How do we represent space in the brain? Neuroscientists have been working to understand this question since the mid-20th century, when researchers like EC Tolman started experimenting with rats in mazes. When placed in a maze with a food reward that the rats had been trained to retrieve, the rats consistently chose the shortest path to the reward, even if they hadn’t practiced that path before.

Sam Gershman is interested in how we encode information about our environments.

Over 50 years later, researchers like Sam Gershman, PhD, of Harvard’s Gershman Lab are still working to understand how our brains encode information about space.

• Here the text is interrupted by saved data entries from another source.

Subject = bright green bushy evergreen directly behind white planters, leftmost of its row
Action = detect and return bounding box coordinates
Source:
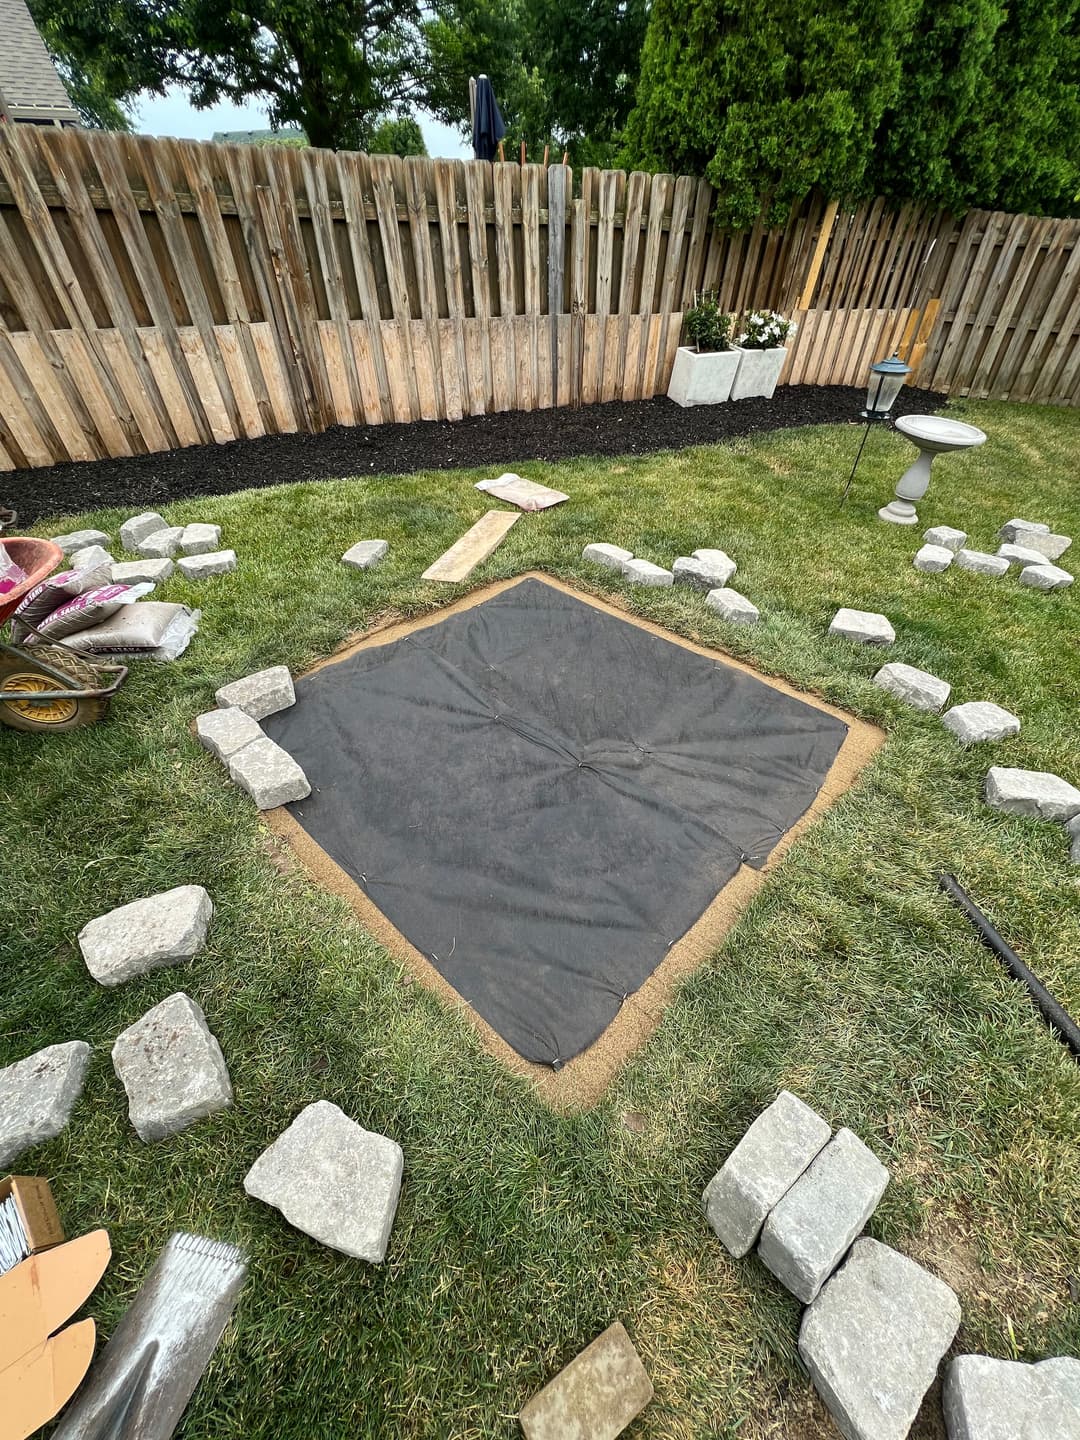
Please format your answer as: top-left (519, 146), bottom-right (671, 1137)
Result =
top-left (628, 0), bottom-right (920, 225)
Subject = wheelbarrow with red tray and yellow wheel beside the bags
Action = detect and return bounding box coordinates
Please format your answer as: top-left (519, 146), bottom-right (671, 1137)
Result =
top-left (0, 536), bottom-right (128, 734)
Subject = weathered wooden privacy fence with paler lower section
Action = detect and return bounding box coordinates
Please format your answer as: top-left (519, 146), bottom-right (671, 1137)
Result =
top-left (0, 127), bottom-right (1080, 468)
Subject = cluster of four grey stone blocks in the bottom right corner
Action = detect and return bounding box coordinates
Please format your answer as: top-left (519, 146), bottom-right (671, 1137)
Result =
top-left (703, 1090), bottom-right (1080, 1440)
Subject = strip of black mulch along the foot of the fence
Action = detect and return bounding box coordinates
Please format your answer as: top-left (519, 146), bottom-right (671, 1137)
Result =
top-left (0, 384), bottom-right (946, 527)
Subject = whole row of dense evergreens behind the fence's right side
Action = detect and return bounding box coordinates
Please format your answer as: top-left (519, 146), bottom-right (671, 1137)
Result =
top-left (624, 0), bottom-right (1080, 225)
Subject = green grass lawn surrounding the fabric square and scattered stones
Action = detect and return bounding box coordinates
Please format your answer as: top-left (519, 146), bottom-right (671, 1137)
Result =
top-left (0, 402), bottom-right (1080, 1440)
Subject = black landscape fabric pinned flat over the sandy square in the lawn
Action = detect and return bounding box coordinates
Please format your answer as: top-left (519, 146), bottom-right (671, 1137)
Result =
top-left (264, 579), bottom-right (847, 1066)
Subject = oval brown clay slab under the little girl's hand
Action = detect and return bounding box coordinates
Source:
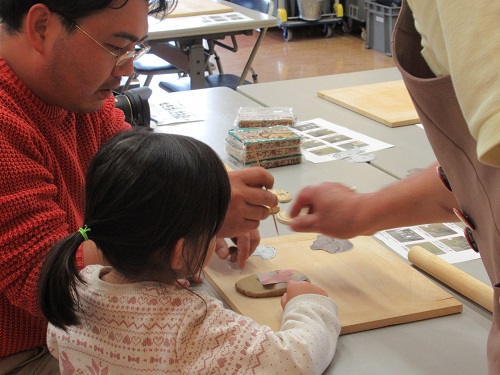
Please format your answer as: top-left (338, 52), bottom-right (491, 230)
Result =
top-left (235, 270), bottom-right (310, 298)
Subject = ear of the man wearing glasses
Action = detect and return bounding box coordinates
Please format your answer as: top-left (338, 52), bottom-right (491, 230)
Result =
top-left (23, 4), bottom-right (57, 53)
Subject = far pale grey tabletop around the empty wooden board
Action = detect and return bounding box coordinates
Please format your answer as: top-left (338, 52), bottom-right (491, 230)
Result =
top-left (238, 68), bottom-right (435, 179)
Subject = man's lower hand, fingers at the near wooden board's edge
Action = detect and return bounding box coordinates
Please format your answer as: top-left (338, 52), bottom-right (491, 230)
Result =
top-left (215, 229), bottom-right (260, 268)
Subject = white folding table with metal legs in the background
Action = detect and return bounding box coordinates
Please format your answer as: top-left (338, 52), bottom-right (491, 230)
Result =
top-left (149, 0), bottom-right (278, 89)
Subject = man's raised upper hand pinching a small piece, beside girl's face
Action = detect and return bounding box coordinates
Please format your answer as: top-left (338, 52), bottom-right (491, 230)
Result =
top-left (218, 167), bottom-right (278, 238)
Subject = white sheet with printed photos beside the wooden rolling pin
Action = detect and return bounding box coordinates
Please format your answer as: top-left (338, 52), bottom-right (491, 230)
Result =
top-left (375, 223), bottom-right (479, 263)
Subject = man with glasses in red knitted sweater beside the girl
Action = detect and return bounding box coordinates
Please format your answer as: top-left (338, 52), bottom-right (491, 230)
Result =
top-left (0, 0), bottom-right (276, 374)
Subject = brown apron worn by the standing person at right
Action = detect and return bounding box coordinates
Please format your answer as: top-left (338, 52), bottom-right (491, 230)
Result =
top-left (393, 1), bottom-right (500, 374)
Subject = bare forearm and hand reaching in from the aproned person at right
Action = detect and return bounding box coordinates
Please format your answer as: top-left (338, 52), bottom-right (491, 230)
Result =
top-left (290, 163), bottom-right (458, 239)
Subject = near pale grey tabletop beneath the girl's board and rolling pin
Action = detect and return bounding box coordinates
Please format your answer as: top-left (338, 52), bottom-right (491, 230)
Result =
top-left (150, 88), bottom-right (492, 375)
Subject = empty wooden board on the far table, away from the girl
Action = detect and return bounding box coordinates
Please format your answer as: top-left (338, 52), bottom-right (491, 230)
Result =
top-left (318, 80), bottom-right (420, 127)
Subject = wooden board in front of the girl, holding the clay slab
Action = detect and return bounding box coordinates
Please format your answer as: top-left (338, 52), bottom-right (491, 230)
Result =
top-left (205, 233), bottom-right (462, 334)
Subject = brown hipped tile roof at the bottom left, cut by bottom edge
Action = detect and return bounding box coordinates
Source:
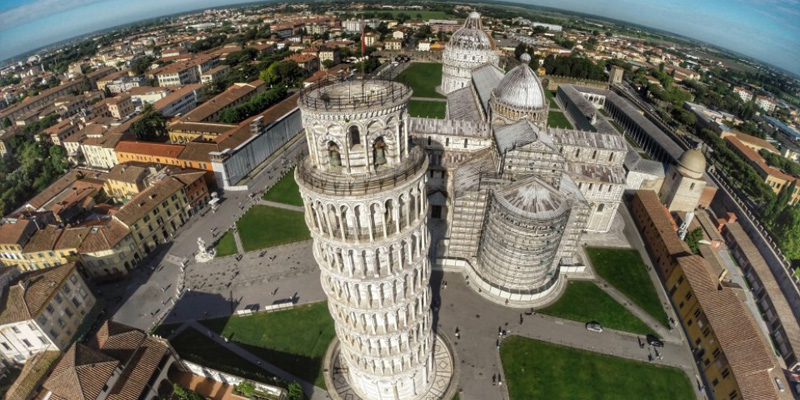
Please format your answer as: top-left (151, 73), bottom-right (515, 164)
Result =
top-left (43, 343), bottom-right (120, 400)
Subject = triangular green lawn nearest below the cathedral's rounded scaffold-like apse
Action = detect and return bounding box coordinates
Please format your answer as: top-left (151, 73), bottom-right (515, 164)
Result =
top-left (539, 281), bottom-right (652, 335)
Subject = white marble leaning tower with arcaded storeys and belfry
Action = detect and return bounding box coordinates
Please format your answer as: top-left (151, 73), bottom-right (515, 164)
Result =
top-left (295, 76), bottom-right (453, 400)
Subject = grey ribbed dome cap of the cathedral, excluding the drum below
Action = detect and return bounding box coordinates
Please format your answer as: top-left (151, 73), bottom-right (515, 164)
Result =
top-left (494, 54), bottom-right (547, 111)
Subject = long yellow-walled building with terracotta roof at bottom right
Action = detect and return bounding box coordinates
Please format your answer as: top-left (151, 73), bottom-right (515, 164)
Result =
top-left (665, 255), bottom-right (793, 400)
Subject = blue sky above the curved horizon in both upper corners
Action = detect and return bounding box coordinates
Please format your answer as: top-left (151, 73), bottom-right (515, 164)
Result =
top-left (0, 0), bottom-right (800, 76)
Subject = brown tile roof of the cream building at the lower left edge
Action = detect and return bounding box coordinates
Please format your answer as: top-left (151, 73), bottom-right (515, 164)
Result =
top-left (0, 263), bottom-right (75, 325)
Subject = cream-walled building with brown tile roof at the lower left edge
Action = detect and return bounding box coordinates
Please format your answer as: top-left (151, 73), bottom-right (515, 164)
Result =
top-left (0, 263), bottom-right (95, 364)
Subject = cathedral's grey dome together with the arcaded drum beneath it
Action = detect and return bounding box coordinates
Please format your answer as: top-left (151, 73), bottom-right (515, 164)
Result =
top-left (490, 54), bottom-right (548, 123)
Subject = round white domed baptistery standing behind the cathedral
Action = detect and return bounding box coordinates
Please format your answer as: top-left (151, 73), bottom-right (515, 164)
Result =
top-left (441, 12), bottom-right (500, 94)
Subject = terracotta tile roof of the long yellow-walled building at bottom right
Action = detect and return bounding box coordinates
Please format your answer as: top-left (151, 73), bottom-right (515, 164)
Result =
top-left (677, 255), bottom-right (783, 400)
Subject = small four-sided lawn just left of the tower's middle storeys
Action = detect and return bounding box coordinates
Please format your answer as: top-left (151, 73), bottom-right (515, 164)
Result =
top-left (236, 205), bottom-right (311, 251)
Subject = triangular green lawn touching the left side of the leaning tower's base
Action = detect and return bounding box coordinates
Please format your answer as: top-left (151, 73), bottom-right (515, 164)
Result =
top-left (201, 303), bottom-right (336, 387)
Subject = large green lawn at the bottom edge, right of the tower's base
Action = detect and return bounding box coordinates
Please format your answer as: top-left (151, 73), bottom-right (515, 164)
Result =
top-left (500, 336), bottom-right (695, 400)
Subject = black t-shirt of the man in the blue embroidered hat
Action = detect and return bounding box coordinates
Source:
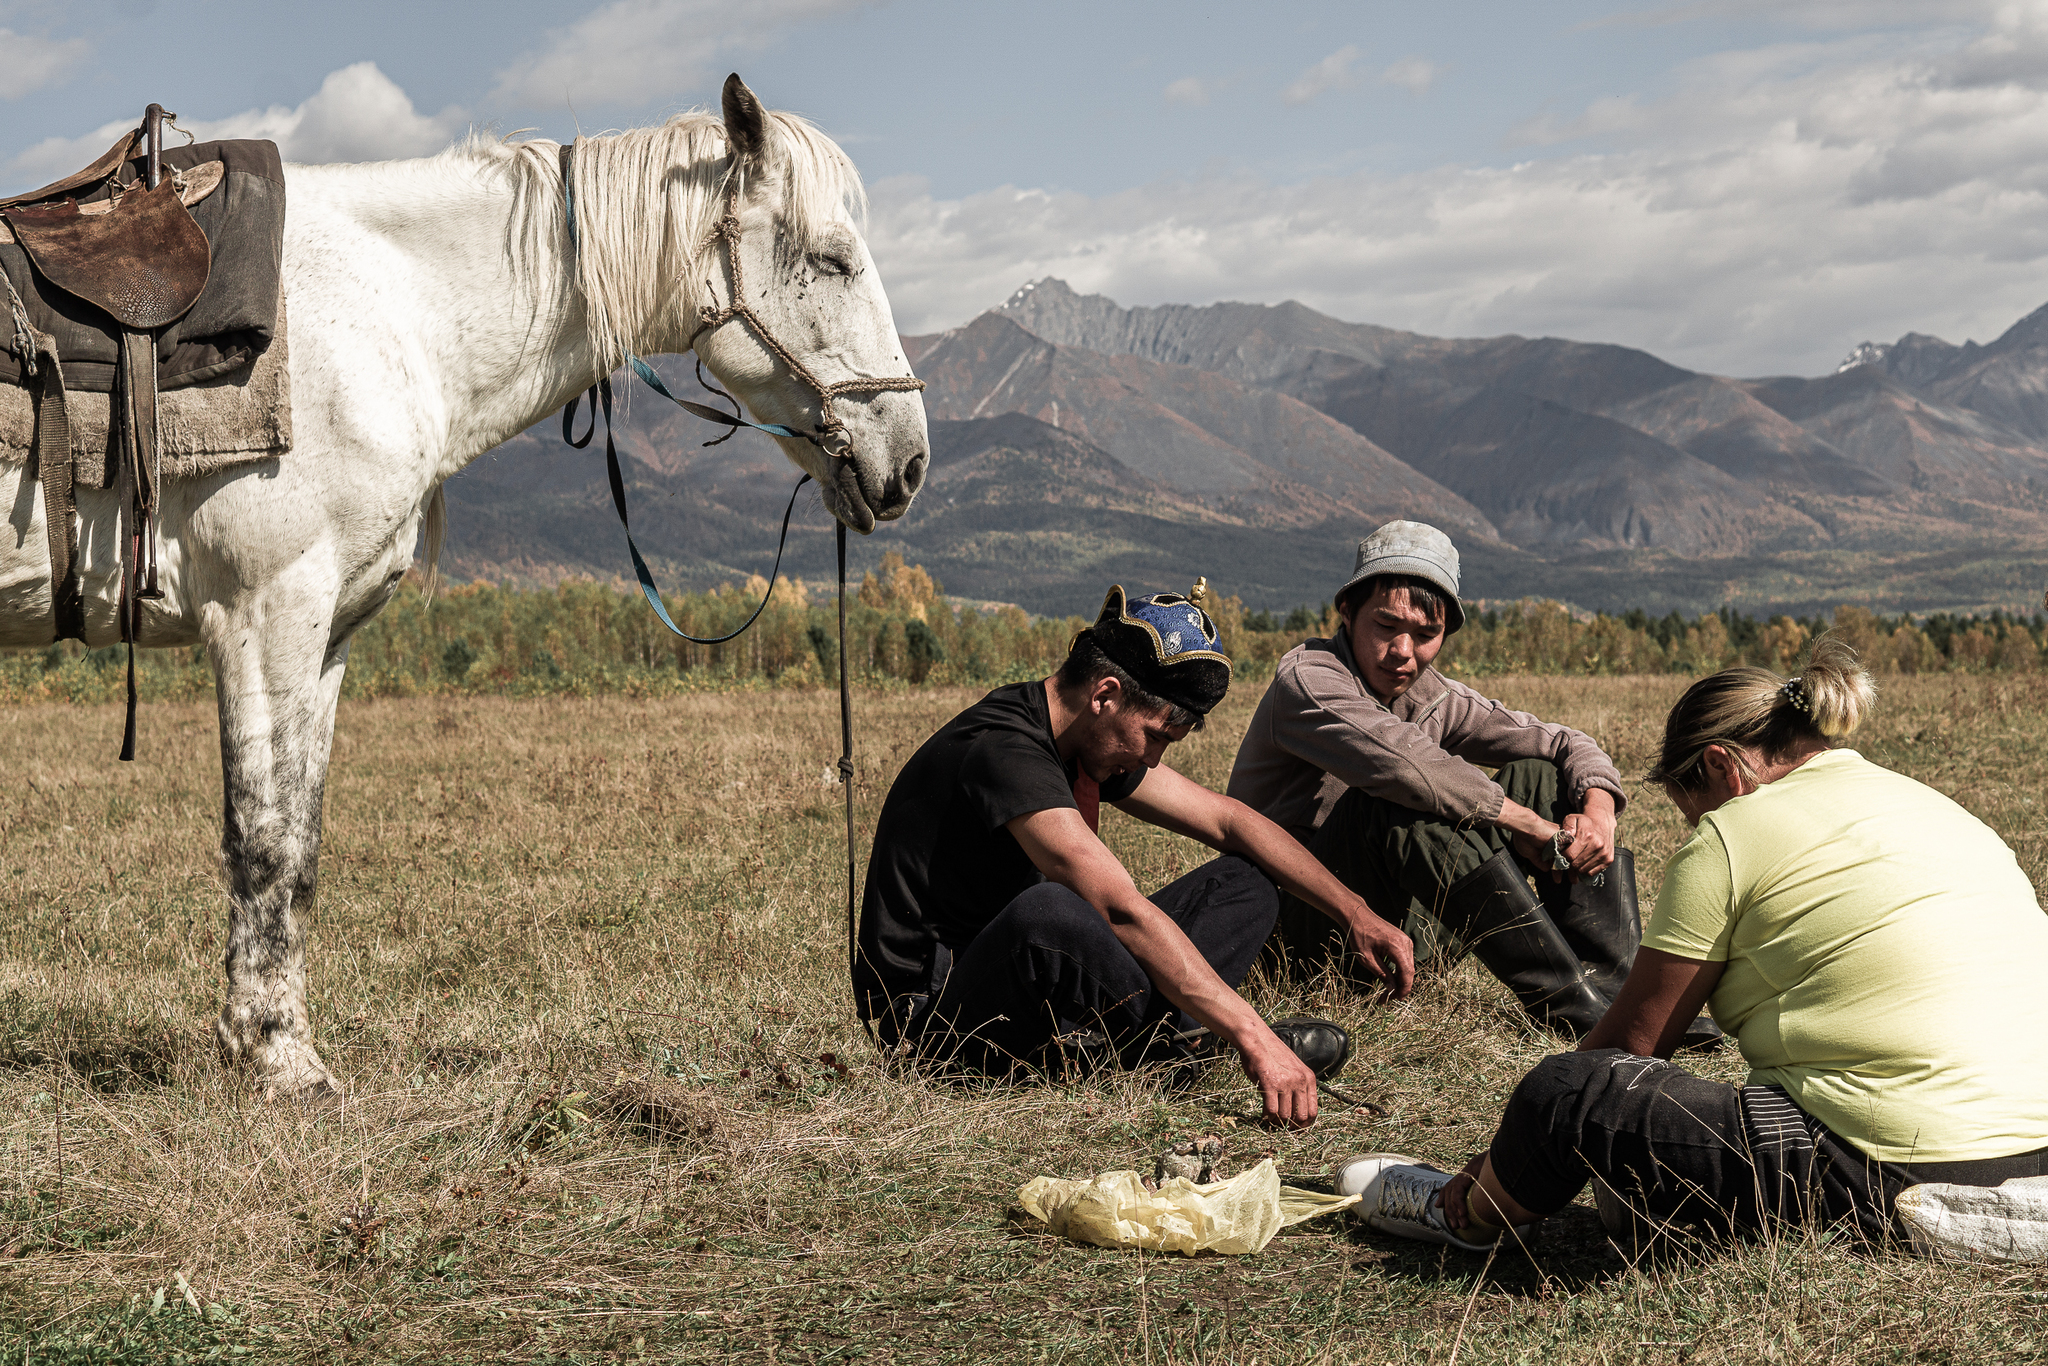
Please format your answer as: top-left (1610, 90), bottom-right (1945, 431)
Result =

Gershman’s research questions center around the concept of a cognitive map, which allows the brain to represent landmarks in space and the distance between them. He spoke at a Center for Cognitive Neuroscience colloquium at Duke on Feb. 7.

Maps are formed via reinforcement learning, which involves predicting and maximizing future reward. When an individual is faced with problems that have multiple steps, they can do this by relying on previously learned predictions about the future, a method called successor representation (SR), which would suggest that the maps we hold in our brain are predictive rather than retroactive.

One specific region implicated in representations of physical space is the hippocampus, with hippocampal place cell activity corresponding to positions in physical space. In one study, Gershman found, as rats move through space, that place field activity corresponding to physical location in space skews opposite of the direction of travel; in other words, activity reflects both where the rodent currently is and where it just was. This pattern suggests encoding of information that will be useful for future travel through the same terrain: in Gershman’s words, “As you repeatedly traverse the linear track, the locations behind you now become predictive of where you are going to be in the future.”

Activation patterns in place cells correspond to both where the animal is and where the animal just was, pointing to the construction of a predictive map during learning. Graphic courtesy of Stachenfield et al., 2017.

This idea that cognitive activity during learning reflects construction of a predictive map is further supported by studies where the rodents encounter novel barriers. After being trained to retrieve a reward from a particular location, introducing a barrier along this known path leads to increased place cell activity as they get closer to the barrier; the animal is updating its predictive map to account for the novel obstacle.

This model also explains a concept called context preexposure facilitation effect, seen when animals are introduced to a new environment and subsequently exposed to a mild electrical shock. Animals who spend more time in the new environment before receiving the shock show a stronger fear response upon subsequent exposures to the box than those that receive a shock immediately in the new environment. Gershman attributes this observation to the time it takes the animal to construct its predictive map of the new environment; if the animal is shocked before it can construct its predictive map, it may be less able to generalize the fear response to the new environment.

With this understanding of cognitive maps, Gershman presents a compelling and far-reaching model to explain how we encode information about our environments to aid us in future tasks and decision making.